Cameron Kusher is a respected property economist with more than 15 years’ experience. He started at REA Group in October 2019 as the executive manager of economic research. Cameron spends most of his time briefing customers on what’s happening in the housing market along with how to use the current data at REA Group to produce more regular real estate content for customers and consumers.

Cameron Kusher will be speaking at Prop20 in March and April. To register for this event visit proprea.com.au.

Cameron, what’s your area of speciality?
Residential property is more my speciality (than commercial or other forms of real estate), as is blending economic and demographic trends with what we see in our data, and more specifically on housing.

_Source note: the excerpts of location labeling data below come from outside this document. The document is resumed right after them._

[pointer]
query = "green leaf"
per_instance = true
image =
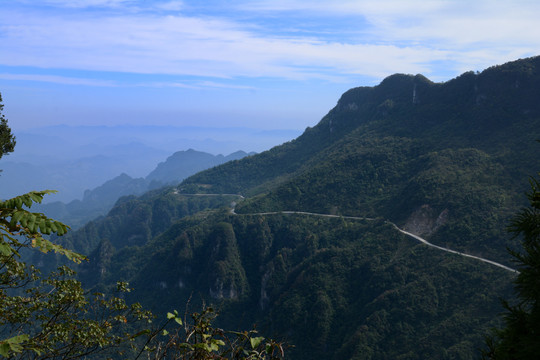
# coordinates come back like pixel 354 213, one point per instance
pixel 256 341
pixel 5 249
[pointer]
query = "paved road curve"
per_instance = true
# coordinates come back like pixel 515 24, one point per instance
pixel 416 237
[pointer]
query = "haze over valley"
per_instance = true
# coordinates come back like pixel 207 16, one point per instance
pixel 270 179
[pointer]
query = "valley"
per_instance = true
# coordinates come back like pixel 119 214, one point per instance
pixel 379 233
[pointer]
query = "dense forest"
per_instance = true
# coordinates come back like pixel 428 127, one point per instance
pixel 445 161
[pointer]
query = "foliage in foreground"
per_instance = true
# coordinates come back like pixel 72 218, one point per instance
pixel 520 338
pixel 54 317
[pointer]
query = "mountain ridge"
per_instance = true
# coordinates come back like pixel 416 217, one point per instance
pixel 449 156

What topic(s) will you be speaking on at Prop20?
I’ll be exploring international markets and how they impact Australia. I’ll talk about some of the broader trends globally and I’ll definitely be discussing low interest rates and their impact on housing markets.

From a housing-specific perspective, we can’t really point to what’s happening in other markets as an indicator for us. But broadly, in terms of the housing market, what’s happening in the US, as the world’s biggest economy, does have an impact on the Australian economy.

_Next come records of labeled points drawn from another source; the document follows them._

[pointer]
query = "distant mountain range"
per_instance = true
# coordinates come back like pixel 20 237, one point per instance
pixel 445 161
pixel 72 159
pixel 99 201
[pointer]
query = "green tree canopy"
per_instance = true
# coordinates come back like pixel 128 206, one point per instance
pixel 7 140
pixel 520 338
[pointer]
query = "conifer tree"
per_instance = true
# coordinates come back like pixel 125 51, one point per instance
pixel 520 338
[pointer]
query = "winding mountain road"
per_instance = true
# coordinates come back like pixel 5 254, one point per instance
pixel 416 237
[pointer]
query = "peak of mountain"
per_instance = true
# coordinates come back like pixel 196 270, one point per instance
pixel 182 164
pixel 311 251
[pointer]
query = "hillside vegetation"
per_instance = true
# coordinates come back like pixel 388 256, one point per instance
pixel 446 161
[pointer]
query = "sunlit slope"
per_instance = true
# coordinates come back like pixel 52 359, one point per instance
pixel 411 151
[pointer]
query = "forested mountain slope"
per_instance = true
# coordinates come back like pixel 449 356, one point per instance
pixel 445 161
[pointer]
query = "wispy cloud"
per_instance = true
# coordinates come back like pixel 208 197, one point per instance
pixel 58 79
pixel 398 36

What’s happening in China, which is Australia’s largest trade partner, has an impact on Australia as well, not necessarily from a specific housing perspective, but from a broader economic perspective.

What’s your prediction for the Australian real estate market in 2020?
I think we’re already starting to see property prices increasing again in Australia and I think we’ll see more of that as the year continues. Growth in property prices has been driven by the fact that not a lot of stock is being listed for sale.

The big question mark for us is, is that going to change? That could really change things because if there’s suddenly more stock to choose from, then we probably won’t see prices accelerate as quickly as they have been, purely because there’s a little bit more choice out there.

The market has been in a recovery phase for about nine months and you would think there’s probably enough evidence now that the market is growing and there are clearly buyers back in the market. You would think that that would give some sellers the confidence to come out of the woodwork and start listing their properties.

What impact, if any, do you see Australia’s bushfire crisis having on the residential real estate market?
That’s interesting because when you look at things like the Brisbane or Townsville floods, they do have an impact but people tend to have a short memory about that.

But I wonder with what we are seeing about climate change and with the bushfire disaster if people will start reconsidering tree change or sea change properties. Will people try to look for a different kind of tree change or sea change to what they have sought historically?

A lot of these sea change places are also surrounded by bush. So does that make more developed places like the Gold Coast, the Sunshine Coast or even Newcastle, more popular because you get to be by the coast but you’re not surrounded by bush so you don’t have that threat of bushfire?